Ältere und ungebräuchlich gewordene Bezeichnung für einen Film, der seine primäre Funktion in der Unterhaltung des Publikums hat (vgl. die Bezeichnungen Kintopp und Schundfilm), nicht in den Funktionen der Belehrung, Meinungsbildung oder Indoktrination.
Die NS-Film-Forschung und -Produktion setzte neben den Propaganda- den Unterhaltungsfilm. Während ersterer klar erkennbar für Orientierungen der NS-Ideologie warb, ist in letzteren ein politischer oder ideologischer Gehalt kaum nachzuweisen. In der Gesamtproduktion stehen knapp 200 Propagandafilmen mehr als 1000 Unterhaltungsfilmen gegenüber – Lustspielen, Revue-, Operetten- und Schlagerfilmen, Liebes-, Abenteuer-, Kriminal-, Ehe-, Frauen-, Heimat- und Familienfilmen.

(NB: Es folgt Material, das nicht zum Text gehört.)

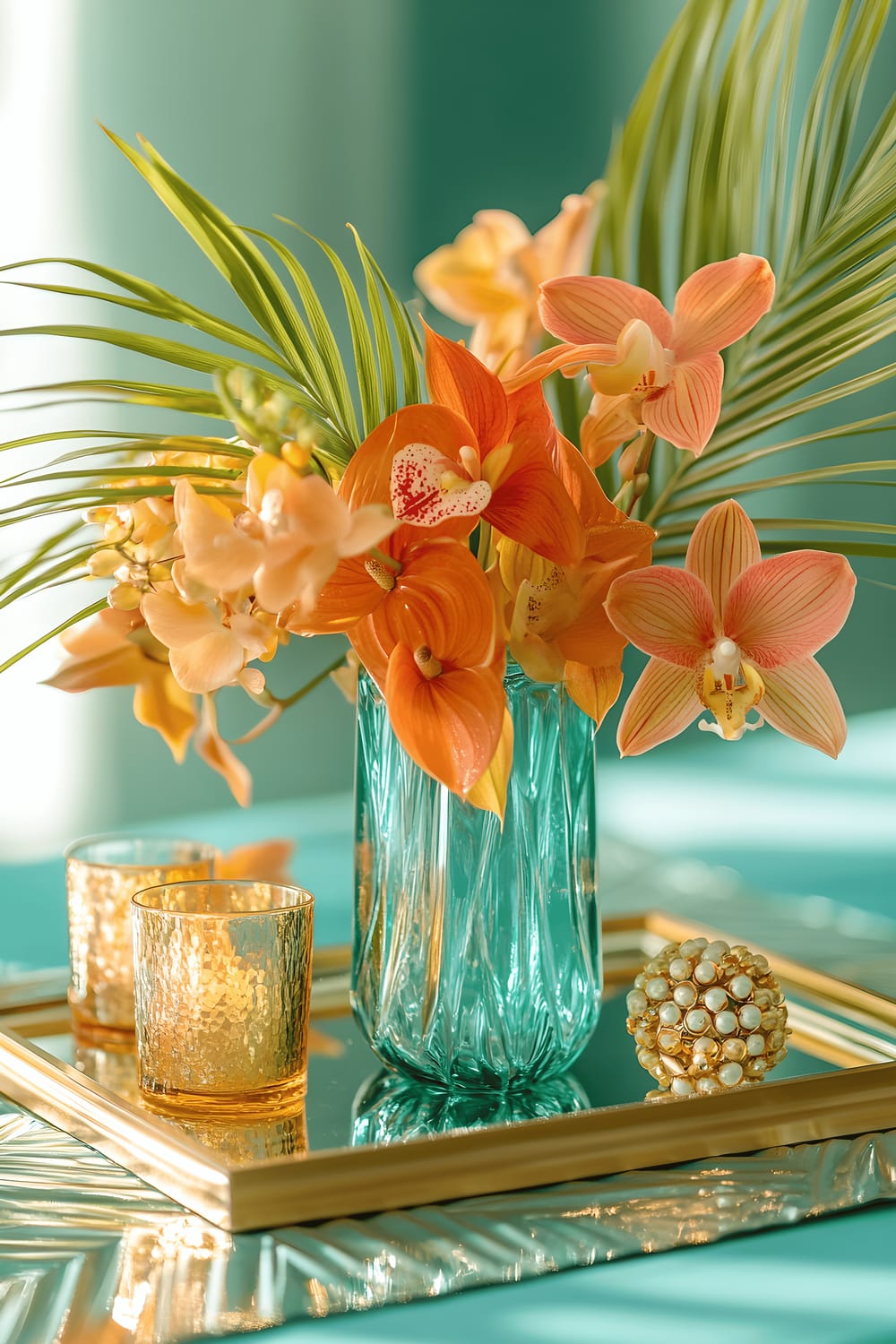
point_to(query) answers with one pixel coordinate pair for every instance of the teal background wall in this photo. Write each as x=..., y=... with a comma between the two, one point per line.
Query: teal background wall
x=398, y=115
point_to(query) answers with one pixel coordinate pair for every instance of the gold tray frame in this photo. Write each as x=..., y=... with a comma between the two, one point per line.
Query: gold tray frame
x=834, y=1021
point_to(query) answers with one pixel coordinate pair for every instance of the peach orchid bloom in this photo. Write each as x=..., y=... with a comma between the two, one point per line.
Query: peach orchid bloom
x=117, y=650
x=650, y=368
x=503, y=472
x=732, y=632
x=209, y=644
x=285, y=546
x=559, y=629
x=489, y=276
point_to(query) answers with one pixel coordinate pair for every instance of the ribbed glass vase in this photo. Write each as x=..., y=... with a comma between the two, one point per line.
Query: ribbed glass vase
x=477, y=949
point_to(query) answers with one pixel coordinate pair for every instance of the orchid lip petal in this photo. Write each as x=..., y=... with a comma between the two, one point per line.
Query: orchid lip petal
x=662, y=704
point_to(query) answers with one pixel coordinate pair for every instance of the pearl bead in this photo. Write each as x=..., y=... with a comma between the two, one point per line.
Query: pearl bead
x=715, y=999
x=750, y=1016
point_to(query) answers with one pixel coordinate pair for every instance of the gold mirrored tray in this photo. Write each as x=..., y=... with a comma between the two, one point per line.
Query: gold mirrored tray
x=367, y=1140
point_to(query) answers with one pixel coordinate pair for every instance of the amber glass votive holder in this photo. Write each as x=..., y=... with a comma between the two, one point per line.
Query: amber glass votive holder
x=223, y=978
x=102, y=874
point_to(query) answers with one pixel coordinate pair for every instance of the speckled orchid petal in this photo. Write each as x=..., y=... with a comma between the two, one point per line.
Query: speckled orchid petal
x=723, y=545
x=426, y=488
x=367, y=478
x=662, y=704
x=719, y=304
x=665, y=613
x=801, y=702
x=583, y=309
x=685, y=411
x=788, y=607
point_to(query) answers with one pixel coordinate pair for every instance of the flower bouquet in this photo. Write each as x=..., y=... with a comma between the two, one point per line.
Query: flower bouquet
x=471, y=511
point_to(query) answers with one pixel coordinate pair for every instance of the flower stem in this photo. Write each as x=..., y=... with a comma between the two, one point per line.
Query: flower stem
x=309, y=685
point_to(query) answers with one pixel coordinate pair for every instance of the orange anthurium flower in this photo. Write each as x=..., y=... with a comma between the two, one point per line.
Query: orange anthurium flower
x=732, y=632
x=117, y=650
x=440, y=583
x=489, y=276
x=559, y=629
x=665, y=365
x=503, y=472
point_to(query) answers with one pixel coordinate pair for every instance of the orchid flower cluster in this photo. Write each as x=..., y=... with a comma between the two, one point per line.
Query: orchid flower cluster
x=466, y=531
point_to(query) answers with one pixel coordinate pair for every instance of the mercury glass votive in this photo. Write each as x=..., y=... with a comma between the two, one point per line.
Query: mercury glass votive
x=102, y=874
x=223, y=978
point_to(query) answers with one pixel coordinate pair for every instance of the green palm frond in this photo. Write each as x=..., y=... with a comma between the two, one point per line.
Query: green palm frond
x=288, y=351
x=721, y=155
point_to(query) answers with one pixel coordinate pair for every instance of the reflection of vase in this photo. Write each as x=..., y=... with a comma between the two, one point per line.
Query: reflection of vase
x=476, y=957
x=390, y=1107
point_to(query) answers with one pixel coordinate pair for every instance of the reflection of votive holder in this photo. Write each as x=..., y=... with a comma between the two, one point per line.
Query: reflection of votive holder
x=112, y=1066
x=257, y=1140
x=222, y=996
x=102, y=874
x=392, y=1107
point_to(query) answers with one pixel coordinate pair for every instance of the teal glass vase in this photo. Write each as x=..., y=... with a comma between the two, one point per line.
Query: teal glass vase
x=476, y=953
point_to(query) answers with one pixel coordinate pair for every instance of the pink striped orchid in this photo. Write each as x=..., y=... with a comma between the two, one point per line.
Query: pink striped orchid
x=731, y=633
x=650, y=368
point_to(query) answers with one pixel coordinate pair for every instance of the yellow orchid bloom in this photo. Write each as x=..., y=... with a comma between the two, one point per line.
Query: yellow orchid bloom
x=489, y=276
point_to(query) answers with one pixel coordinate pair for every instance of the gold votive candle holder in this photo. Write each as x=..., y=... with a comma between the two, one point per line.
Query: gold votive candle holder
x=223, y=978
x=102, y=874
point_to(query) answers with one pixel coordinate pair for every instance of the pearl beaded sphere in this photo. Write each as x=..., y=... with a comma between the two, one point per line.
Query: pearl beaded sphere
x=707, y=1018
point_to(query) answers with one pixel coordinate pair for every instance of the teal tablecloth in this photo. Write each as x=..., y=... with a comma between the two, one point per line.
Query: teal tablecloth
x=788, y=822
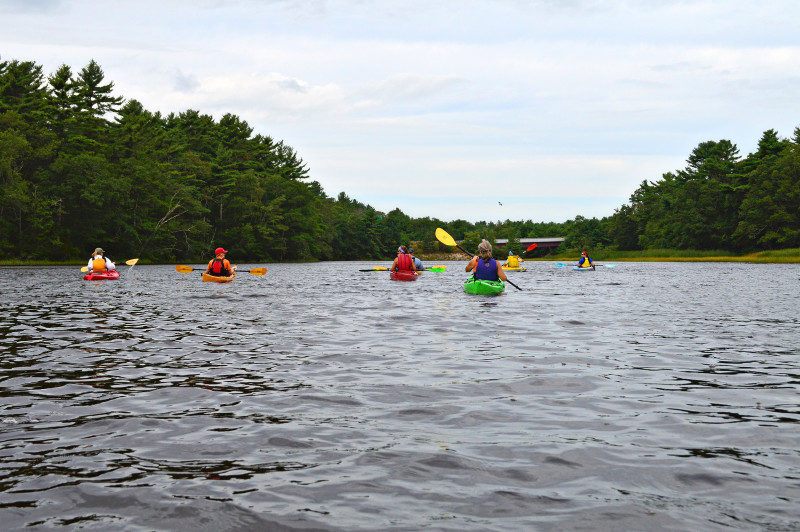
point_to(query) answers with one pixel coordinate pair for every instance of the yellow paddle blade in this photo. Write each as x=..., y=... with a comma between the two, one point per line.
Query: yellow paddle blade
x=444, y=237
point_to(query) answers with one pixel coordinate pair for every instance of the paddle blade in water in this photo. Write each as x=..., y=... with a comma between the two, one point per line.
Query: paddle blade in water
x=444, y=237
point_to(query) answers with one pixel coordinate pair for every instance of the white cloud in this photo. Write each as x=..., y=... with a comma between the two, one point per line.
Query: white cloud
x=549, y=99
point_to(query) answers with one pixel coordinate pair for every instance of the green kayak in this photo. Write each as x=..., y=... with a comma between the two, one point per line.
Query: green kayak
x=481, y=287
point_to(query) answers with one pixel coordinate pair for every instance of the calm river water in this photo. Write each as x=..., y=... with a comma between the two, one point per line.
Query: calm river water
x=649, y=396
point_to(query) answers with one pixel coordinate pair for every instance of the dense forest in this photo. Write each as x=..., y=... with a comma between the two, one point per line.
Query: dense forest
x=81, y=167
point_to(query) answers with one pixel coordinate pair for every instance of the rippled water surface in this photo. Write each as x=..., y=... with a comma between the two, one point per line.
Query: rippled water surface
x=643, y=397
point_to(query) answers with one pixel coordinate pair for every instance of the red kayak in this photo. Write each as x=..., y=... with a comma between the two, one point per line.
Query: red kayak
x=403, y=275
x=102, y=276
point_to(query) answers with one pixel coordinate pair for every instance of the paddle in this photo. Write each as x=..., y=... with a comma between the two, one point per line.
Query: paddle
x=438, y=268
x=130, y=262
x=445, y=238
x=188, y=269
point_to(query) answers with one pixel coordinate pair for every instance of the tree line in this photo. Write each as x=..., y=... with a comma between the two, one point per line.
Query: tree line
x=81, y=167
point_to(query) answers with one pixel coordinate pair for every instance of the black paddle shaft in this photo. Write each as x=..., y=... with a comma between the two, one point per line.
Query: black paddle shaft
x=471, y=255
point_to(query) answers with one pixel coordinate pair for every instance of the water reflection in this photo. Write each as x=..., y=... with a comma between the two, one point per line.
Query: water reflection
x=320, y=397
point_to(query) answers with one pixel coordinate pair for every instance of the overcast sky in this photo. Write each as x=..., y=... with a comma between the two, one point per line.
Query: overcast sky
x=449, y=109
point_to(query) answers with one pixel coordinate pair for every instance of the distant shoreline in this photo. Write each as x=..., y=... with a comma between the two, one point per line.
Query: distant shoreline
x=787, y=256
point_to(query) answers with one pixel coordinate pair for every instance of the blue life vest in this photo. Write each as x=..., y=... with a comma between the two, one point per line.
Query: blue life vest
x=486, y=271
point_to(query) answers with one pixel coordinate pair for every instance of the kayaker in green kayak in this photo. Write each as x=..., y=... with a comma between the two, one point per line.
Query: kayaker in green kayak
x=486, y=268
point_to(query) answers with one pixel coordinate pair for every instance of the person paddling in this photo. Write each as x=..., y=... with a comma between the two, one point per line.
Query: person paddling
x=512, y=261
x=417, y=262
x=585, y=261
x=486, y=268
x=219, y=265
x=100, y=263
x=403, y=262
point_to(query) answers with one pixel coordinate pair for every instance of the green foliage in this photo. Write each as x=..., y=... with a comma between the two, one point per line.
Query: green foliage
x=82, y=167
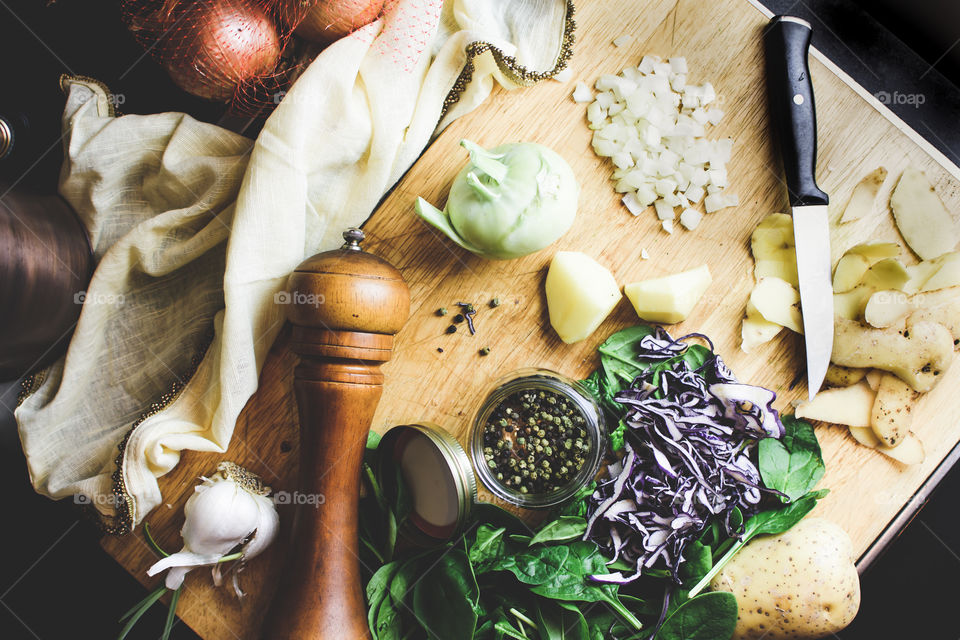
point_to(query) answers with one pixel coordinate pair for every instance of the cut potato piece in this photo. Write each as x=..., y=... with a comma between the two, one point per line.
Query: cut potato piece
x=866, y=437
x=947, y=273
x=838, y=376
x=876, y=251
x=909, y=451
x=778, y=302
x=581, y=293
x=850, y=270
x=756, y=329
x=919, y=275
x=669, y=299
x=850, y=305
x=918, y=354
x=892, y=413
x=773, y=249
x=921, y=217
x=863, y=200
x=850, y=406
x=888, y=273
x=887, y=308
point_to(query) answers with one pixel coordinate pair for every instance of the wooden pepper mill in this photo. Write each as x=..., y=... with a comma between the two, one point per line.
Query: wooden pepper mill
x=345, y=307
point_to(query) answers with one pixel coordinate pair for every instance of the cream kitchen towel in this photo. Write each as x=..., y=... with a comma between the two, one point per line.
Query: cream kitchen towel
x=195, y=230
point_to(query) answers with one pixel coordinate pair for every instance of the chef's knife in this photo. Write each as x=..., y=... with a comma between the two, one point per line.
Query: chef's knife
x=787, y=41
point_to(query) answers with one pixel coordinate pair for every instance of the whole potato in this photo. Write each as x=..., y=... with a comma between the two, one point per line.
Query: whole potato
x=801, y=584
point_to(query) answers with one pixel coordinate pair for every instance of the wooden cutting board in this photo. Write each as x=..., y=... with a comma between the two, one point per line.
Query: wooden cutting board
x=721, y=41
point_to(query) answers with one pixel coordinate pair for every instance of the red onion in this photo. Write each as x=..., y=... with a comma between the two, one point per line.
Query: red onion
x=330, y=20
x=211, y=47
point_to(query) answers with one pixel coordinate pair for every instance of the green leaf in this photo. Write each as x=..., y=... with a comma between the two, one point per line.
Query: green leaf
x=487, y=548
x=562, y=529
x=794, y=464
x=711, y=616
x=446, y=598
x=560, y=621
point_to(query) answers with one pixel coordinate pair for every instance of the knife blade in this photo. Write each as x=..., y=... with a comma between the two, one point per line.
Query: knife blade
x=793, y=116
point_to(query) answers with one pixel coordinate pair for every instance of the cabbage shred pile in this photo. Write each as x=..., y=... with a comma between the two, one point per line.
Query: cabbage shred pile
x=690, y=432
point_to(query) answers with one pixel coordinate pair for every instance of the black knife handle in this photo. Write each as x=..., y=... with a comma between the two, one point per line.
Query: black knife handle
x=787, y=42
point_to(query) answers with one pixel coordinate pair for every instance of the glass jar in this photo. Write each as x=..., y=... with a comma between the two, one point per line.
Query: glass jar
x=506, y=391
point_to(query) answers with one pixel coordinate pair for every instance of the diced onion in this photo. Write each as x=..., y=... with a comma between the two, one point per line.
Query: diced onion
x=652, y=124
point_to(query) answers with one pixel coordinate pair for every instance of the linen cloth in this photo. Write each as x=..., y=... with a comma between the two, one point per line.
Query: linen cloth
x=195, y=229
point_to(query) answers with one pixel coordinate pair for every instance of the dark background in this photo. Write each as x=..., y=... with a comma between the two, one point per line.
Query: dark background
x=56, y=582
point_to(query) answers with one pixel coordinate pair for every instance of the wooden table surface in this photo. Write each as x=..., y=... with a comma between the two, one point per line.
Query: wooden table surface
x=721, y=41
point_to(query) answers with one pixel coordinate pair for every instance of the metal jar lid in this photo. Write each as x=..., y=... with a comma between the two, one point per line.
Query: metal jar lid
x=437, y=473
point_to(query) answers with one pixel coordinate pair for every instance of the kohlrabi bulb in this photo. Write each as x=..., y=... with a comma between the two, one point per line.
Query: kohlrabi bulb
x=507, y=202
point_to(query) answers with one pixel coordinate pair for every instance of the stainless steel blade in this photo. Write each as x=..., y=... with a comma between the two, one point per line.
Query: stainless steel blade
x=811, y=229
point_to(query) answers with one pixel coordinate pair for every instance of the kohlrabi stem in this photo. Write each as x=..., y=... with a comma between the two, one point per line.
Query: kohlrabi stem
x=479, y=187
x=717, y=568
x=486, y=162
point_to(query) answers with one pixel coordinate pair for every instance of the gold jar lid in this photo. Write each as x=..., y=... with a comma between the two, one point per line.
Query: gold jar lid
x=428, y=463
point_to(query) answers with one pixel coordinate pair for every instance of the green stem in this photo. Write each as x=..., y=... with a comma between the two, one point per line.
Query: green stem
x=488, y=163
x=479, y=187
x=139, y=609
x=718, y=567
x=171, y=614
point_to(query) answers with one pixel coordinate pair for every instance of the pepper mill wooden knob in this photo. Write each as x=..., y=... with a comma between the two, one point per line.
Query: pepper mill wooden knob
x=345, y=307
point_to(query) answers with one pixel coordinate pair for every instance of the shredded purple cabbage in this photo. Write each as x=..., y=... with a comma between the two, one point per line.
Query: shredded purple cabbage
x=687, y=461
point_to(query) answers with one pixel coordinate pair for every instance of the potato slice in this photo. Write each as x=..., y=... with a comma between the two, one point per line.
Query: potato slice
x=888, y=273
x=756, y=330
x=866, y=437
x=850, y=270
x=918, y=354
x=850, y=406
x=838, y=376
x=774, y=250
x=669, y=299
x=778, y=302
x=909, y=451
x=887, y=308
x=863, y=200
x=850, y=305
x=947, y=273
x=581, y=293
x=919, y=275
x=892, y=413
x=921, y=217
x=876, y=251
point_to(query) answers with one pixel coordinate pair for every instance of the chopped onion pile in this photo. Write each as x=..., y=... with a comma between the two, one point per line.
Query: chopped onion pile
x=652, y=126
x=690, y=436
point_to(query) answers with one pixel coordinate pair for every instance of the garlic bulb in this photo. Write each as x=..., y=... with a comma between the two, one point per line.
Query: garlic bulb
x=227, y=509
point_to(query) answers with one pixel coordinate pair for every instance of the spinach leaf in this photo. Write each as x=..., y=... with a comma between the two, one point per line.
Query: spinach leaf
x=446, y=597
x=711, y=616
x=488, y=547
x=562, y=529
x=770, y=522
x=792, y=465
x=560, y=621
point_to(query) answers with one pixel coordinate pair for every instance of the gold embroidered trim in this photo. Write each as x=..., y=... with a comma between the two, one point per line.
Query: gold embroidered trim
x=508, y=64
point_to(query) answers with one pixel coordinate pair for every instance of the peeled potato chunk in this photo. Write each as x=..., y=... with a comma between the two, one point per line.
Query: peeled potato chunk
x=892, y=412
x=923, y=221
x=778, y=302
x=850, y=406
x=669, y=299
x=581, y=293
x=799, y=584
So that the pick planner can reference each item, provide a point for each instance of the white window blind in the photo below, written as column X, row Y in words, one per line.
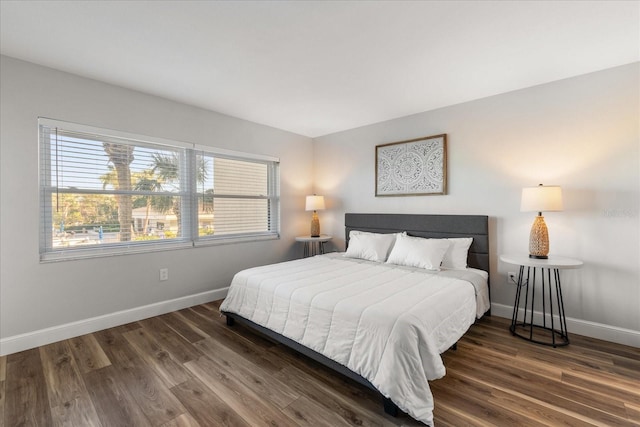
column 105, row 192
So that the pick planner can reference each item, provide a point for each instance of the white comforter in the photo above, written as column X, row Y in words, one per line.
column 387, row 323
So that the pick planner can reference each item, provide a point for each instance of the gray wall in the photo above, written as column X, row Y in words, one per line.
column 580, row 133
column 35, row 296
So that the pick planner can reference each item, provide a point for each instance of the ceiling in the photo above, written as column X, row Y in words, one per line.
column 319, row 67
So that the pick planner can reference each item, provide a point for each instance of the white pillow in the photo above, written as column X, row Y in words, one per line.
column 418, row 252
column 370, row 246
column 456, row 256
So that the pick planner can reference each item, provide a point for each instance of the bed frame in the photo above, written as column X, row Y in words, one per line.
column 434, row 226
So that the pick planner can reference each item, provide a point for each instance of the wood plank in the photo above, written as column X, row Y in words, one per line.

Das ausschließliche oder dominante Rezeptionsziel des Vergnügens wird sowohl von konservativen Medienkritikern wie von linken Filmtheoretikern abgelehnt. Für die einen steht Unterhaltung in Konkurrenz zu kulturellen und pädagogischen Werten (Postman: Wir unterhalten uns zu Tode). Für die anderen überlagert Unterhaltung die tatsächlich herrschende Entfremdung und erfüllt so die ideologischen Aufgaben der Kulturindustrie.

Literatur: Hake, Sabine: Popular cinema of the Third Reich. Austin : University of Texas Press 2001. – Krebstakies, Marlies: Nationalsozialistische Prinzipien im Spielfilm der Ufa: Volksgemeinschaft – Führerprinzip – Rassismus. In: Die Ufa. Hrsg. v. Bezirksamt Tempelhof. Berlin: Elefantenpress 1987, S. 66-85. – Witte, Karsten: Lachende Erben, Toller Tag. Filmkomödie im Dritten Reich. Berlin: Vorwerk 8 1995.